With inspections, it’s now much harder for Iran to violate the Nuclear Nonproliferation Treaty and experts say, so long as it sticks to the rules, it won’t be able to build a nuclear weapon.
We rated this claim Mostly True.
Nevada Sen. Harry Reid used this perennial club to beat up on the Republican ticket.
"Donald Trump and Mike Pence want to gamble with your retirement benefits in the stock market," Reid said.
The problem is, Trump has said he has no plans to change Social Security.
Back in 2000, he did say it should be privatized, but Trump has changed his tune.
Pence did support a 2005 plan that would have given workers the option to put a portion of their social security withholdings into the stock market, and he has said he is open to raising the retirement age.
It’s not clear if those two elements add up to gambling with retirement benefits.
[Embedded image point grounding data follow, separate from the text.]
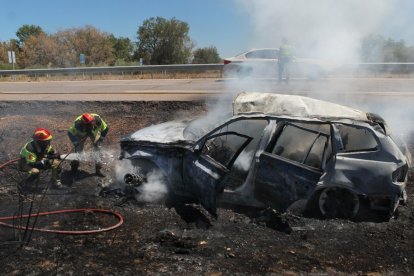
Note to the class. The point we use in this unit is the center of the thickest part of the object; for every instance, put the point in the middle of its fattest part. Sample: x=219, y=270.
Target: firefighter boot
x=74, y=165
x=98, y=172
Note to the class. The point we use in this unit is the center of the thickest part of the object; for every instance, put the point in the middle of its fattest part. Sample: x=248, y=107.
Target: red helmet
x=42, y=134
x=87, y=118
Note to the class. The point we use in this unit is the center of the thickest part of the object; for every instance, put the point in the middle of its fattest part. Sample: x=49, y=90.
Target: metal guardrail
x=390, y=67
x=115, y=69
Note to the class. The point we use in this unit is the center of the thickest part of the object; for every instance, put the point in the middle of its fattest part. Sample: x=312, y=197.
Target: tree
x=39, y=51
x=206, y=55
x=3, y=53
x=25, y=31
x=162, y=41
x=123, y=48
x=97, y=46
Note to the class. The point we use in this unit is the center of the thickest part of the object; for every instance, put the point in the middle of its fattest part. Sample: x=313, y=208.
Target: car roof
x=293, y=106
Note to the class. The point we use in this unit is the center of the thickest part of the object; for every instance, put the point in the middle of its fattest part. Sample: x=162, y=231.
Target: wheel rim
x=338, y=203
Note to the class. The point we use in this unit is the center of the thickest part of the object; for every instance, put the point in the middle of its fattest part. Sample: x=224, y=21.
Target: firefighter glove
x=45, y=162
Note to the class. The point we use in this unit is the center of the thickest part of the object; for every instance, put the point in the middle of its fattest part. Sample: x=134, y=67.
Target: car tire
x=338, y=203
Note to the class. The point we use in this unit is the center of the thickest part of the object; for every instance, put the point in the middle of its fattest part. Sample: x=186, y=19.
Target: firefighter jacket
x=32, y=154
x=81, y=130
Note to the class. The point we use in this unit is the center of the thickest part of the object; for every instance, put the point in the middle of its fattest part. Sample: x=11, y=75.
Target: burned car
x=273, y=152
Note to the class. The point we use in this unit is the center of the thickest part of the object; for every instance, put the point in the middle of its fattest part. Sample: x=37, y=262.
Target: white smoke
x=153, y=190
x=244, y=160
x=321, y=28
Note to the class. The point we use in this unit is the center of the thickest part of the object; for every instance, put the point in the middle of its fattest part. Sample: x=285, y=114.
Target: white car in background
x=262, y=62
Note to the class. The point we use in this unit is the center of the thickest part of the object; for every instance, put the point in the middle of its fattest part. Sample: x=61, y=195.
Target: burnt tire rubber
x=338, y=203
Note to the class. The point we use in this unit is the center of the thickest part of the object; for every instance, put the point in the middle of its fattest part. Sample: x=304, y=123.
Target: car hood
x=165, y=133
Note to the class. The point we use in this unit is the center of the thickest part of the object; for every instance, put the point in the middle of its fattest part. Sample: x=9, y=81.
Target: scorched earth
x=156, y=240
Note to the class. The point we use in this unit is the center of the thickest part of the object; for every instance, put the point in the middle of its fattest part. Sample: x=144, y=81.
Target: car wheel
x=338, y=203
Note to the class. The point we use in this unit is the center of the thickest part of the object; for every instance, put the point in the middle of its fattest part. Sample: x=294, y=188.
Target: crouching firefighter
x=37, y=155
x=86, y=126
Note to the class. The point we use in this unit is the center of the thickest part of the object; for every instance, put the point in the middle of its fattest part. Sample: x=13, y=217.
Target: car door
x=293, y=164
x=207, y=168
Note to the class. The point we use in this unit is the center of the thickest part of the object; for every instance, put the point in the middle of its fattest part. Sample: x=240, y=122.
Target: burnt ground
x=158, y=240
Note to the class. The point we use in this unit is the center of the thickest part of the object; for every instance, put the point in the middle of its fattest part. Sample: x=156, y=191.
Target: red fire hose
x=67, y=232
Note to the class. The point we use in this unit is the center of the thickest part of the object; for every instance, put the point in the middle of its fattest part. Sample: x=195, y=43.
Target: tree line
x=159, y=41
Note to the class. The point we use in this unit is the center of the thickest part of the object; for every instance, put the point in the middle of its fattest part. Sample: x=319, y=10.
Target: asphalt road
x=194, y=89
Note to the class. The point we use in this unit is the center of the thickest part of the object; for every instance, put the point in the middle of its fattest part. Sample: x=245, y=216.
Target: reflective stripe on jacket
x=31, y=153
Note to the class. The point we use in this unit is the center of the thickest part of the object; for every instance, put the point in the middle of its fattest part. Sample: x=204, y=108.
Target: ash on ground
x=183, y=240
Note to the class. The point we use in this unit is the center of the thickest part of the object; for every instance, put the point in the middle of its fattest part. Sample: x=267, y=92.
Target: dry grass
x=110, y=76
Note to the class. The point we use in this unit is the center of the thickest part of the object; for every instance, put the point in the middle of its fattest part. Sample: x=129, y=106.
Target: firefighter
x=92, y=126
x=284, y=60
x=38, y=154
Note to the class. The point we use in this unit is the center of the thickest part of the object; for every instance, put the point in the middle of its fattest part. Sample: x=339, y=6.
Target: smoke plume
x=320, y=28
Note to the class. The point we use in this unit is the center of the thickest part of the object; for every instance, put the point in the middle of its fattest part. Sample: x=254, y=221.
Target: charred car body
x=273, y=151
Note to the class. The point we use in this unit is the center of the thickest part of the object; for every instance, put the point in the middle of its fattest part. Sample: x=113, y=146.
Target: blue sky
x=212, y=23
x=328, y=28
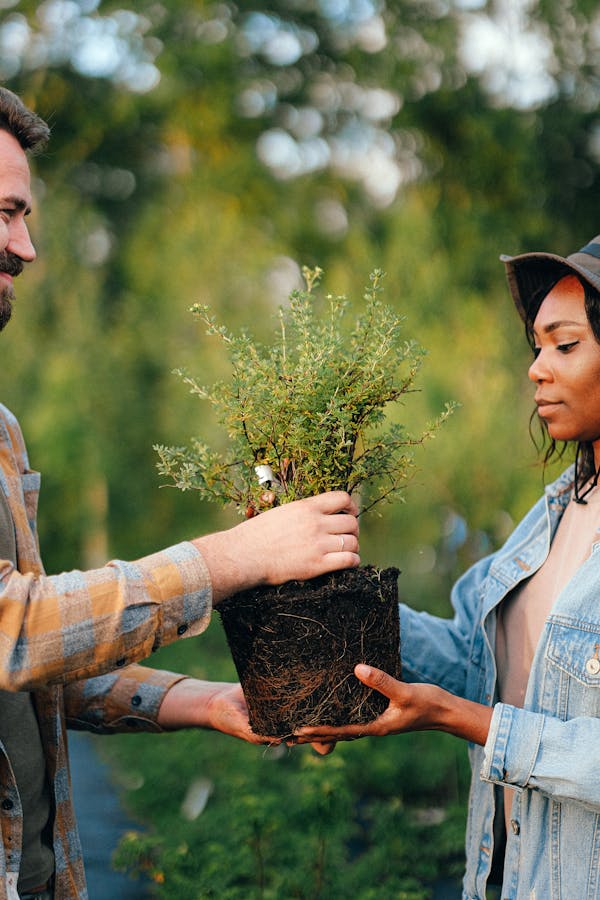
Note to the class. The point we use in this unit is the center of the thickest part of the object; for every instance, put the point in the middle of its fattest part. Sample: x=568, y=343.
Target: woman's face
x=566, y=369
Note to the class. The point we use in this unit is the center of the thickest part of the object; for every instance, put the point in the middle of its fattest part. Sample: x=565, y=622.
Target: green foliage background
x=154, y=195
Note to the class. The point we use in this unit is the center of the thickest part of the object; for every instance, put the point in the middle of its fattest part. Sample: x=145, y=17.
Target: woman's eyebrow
x=18, y=202
x=561, y=323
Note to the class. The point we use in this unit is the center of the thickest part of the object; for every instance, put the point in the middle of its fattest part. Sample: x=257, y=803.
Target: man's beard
x=12, y=265
x=6, y=297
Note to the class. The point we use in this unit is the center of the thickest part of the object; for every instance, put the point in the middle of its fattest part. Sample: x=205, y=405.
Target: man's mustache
x=10, y=263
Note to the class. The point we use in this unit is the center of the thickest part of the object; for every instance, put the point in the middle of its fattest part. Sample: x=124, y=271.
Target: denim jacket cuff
x=512, y=746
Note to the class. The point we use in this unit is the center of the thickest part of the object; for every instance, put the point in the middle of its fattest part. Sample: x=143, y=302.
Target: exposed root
x=295, y=648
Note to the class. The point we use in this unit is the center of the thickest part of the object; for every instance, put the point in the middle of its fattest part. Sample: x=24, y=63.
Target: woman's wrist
x=466, y=719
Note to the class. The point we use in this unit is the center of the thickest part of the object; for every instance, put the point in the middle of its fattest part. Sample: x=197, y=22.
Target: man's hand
x=413, y=707
x=218, y=705
x=294, y=541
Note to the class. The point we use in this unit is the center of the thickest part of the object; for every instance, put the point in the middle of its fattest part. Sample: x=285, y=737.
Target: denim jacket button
x=592, y=666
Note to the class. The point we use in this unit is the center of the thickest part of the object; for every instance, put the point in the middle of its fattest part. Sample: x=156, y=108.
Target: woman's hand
x=413, y=707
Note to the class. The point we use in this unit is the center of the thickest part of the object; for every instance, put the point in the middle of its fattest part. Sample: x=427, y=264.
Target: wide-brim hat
x=532, y=275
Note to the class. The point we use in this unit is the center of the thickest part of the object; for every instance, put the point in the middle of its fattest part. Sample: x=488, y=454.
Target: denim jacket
x=549, y=751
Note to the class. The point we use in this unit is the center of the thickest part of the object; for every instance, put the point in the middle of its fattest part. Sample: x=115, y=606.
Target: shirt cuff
x=181, y=583
x=134, y=701
x=512, y=747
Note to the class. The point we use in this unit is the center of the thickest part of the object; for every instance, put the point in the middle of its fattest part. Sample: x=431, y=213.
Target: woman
x=516, y=672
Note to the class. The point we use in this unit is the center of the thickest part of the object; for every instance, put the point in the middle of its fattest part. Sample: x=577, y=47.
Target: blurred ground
x=101, y=820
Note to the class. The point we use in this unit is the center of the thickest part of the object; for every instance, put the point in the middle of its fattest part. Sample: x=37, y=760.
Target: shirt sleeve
x=128, y=700
x=61, y=628
x=435, y=650
x=531, y=750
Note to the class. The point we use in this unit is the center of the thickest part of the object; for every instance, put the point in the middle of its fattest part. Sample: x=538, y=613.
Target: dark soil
x=295, y=648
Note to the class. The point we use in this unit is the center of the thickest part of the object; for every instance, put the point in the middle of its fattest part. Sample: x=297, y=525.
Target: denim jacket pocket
x=573, y=675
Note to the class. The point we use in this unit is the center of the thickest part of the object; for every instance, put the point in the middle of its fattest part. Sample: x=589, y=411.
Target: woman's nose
x=538, y=370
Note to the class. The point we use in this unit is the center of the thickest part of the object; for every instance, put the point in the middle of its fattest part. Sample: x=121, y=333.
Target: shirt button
x=592, y=666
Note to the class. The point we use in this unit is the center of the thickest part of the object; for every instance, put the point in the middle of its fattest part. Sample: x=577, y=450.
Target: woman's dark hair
x=586, y=466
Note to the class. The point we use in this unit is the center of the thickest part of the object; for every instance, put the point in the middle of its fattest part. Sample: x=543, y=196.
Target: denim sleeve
x=435, y=650
x=561, y=759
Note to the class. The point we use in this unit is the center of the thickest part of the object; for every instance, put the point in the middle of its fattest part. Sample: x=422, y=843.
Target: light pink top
x=522, y=615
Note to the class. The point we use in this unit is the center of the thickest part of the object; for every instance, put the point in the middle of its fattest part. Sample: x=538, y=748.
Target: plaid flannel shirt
x=73, y=640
In any event, Trump is at the top of the ticket, not Pence.
We rated this claim Mostly False.
Clinton’s running mate Virginia Sen. Tim Kaine took aim at Trump’s tax proposals.
Independent analysts, Kaine said, "found Trump's tax plan, given to the wealthy and big corporations, would rack up $30 trillion in debt."
It’s true that the top 1 percent would see an estimated 17 percent tax cut, while taxes on the middle class would go down about 5 percent.
What’s less clear is whether the national debt would go up by $30 trillion. That figure comes from a reliable group, the Tax Policy Center, but the center based that on a 20-year timeframe, which is twice as long as forecasters normally use.
For the more typical 10-year period, the estimate is about $11 trillion. Another group’s estimate was about $9 trillion.
Kaine cherry-picked the very highest figure.
We rated this Half True.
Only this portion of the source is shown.